DN:FILM Diego Maradona
In director Asif Kapadia’s latest film, DIEGO MARADONA, he recollects the 1980s era when the eponymous Argentine was the world’s most radiant soccer star. Using a steady stream of grainy images of sun-kissed athletic brilliance, Kapadia shows off the Maradona’s unrivaled grit, grace and beauty, highlighting his intensity on the field; his languid ease off of it; his terrific mane of hair; and his seemingly unstoppable smile. But as Kapadia’s story unfolds, its echoes of mythology and religion become apparent, and its soaring god is eventually brought down to earth, grounded by an archetypical combination of hubris and temptation and by the mercurial nature of fame; one simple, lingering shot of the later Maradona, that smile now absent, is particularly haunting. It’s a blast of a film, a rare sports bio that is exhilarating, contemplative and provocative; while hitting its marks as a historical document, both inspiring and cautionary.

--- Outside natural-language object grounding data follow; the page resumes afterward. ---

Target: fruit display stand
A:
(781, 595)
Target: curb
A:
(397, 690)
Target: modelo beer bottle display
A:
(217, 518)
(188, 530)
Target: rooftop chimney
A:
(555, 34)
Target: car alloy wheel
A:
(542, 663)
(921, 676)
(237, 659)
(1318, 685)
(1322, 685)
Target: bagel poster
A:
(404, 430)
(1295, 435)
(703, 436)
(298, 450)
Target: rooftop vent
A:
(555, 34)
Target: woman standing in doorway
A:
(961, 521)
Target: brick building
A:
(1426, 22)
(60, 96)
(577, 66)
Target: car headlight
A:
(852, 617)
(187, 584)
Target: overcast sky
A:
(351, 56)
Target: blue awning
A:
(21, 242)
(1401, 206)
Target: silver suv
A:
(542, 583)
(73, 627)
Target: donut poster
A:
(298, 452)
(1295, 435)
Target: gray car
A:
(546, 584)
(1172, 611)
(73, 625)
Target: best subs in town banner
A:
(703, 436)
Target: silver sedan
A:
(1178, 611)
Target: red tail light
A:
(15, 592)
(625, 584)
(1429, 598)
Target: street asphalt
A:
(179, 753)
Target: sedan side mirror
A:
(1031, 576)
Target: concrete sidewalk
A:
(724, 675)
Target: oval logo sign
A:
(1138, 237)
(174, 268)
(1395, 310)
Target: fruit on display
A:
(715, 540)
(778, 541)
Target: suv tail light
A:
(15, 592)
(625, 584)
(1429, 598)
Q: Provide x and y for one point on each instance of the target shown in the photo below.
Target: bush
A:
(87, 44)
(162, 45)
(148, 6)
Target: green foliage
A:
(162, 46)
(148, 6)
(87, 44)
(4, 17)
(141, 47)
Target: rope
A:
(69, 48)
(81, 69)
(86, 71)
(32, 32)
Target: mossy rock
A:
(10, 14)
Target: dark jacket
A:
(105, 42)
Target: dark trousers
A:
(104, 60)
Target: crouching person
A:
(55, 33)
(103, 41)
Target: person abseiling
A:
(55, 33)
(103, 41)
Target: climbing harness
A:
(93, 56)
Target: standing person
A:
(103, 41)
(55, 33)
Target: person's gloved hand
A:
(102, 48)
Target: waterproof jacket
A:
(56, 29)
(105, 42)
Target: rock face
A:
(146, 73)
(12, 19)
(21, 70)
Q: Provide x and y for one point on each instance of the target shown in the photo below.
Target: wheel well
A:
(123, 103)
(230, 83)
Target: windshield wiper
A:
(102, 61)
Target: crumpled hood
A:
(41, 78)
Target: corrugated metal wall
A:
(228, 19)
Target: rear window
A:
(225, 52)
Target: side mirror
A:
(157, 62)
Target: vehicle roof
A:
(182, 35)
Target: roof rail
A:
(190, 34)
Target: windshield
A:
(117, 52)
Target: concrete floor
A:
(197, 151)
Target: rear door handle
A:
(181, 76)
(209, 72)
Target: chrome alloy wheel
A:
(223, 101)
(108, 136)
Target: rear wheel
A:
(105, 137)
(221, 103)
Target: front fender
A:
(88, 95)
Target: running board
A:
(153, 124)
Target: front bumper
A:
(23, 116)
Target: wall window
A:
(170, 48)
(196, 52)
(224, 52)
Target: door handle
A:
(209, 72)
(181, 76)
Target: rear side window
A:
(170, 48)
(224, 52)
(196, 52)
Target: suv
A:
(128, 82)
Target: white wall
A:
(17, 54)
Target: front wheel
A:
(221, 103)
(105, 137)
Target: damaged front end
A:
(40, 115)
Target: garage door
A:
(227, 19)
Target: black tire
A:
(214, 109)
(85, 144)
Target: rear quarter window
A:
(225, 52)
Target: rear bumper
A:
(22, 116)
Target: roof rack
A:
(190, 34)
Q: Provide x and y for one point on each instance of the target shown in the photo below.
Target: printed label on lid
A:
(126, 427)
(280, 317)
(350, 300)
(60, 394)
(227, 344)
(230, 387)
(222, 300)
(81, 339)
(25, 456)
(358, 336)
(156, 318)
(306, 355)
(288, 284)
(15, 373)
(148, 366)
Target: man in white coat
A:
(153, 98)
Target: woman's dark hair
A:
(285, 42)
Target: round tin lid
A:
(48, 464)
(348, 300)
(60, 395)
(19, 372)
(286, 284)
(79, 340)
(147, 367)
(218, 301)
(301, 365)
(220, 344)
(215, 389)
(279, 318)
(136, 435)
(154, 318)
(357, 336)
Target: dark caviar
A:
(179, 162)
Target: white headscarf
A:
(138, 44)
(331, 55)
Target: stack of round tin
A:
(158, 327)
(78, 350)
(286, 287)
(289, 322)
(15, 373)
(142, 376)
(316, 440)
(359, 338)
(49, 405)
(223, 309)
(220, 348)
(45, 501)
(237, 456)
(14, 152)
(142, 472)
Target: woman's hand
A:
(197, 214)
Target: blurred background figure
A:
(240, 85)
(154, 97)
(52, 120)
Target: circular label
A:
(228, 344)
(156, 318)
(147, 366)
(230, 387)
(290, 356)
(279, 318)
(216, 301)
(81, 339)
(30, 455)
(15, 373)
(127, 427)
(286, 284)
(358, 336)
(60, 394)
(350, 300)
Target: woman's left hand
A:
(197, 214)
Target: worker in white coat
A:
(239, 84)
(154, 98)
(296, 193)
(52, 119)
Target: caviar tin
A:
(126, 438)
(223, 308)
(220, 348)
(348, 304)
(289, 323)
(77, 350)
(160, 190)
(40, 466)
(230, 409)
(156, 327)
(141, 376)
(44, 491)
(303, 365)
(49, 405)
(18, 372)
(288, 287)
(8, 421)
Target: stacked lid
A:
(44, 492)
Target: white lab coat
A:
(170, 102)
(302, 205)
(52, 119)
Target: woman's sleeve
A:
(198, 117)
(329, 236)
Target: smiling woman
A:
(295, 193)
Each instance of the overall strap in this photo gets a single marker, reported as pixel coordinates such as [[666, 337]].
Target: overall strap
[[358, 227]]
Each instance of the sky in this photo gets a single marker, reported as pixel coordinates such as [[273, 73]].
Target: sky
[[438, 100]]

The doc roughly follows the period from Maradona’s arrival to play for Naples in 1984, after previously playing for Barcelona; his arrival kicks off a period of remarkable dominance by the once-inferior club, as well as a successful time for the Argentine national team. Kapadia explores the idea of there having been two characters in the run-up to this moment: Diego, the poor kid from a backwater village in Argentina; and Maradona, the 1,000-watt superstar construct who gave no quarter and could reveal no weakness. As the doc develops, the two iterations are pitted against each other—all but literally in one particular, critical moment around the 1990 World Cup—and their inability to reconcile is fundamental to Kapadia’s interpretation of how Maradona’s career played out.
"Diego Maradona" is the third in a trilogy that Kapadia has described as being about child geniuses and fame—after 2010’s “Senna,” about Formula 1 phenom Aryton Senna, and 2015’s Academy Award-winning “Amy,“ about tragic, brilliant singer Amy Winehouse—that essentially takes the fundamental elements of a genre story—here’s what happens when a kid turns into a world-class driver; here’s what happens as a kid turns into a world-class pop star—and uses them for the foundation to explore the themes of ambition and genius being swallowed up by the cultural and economic demands of fame. If these aren’t stories rife with happy endings, they are incredible ones, told with a rigorous adherence to an effective set of rules, including a commitment to using archival material and no talking heads. The effect is powerful in each film and in aggregate; the trilogy genuinely working as one, an extended, frequently heartbreaking rumination on the so-frequent outcomes of outsized youthful brilliance.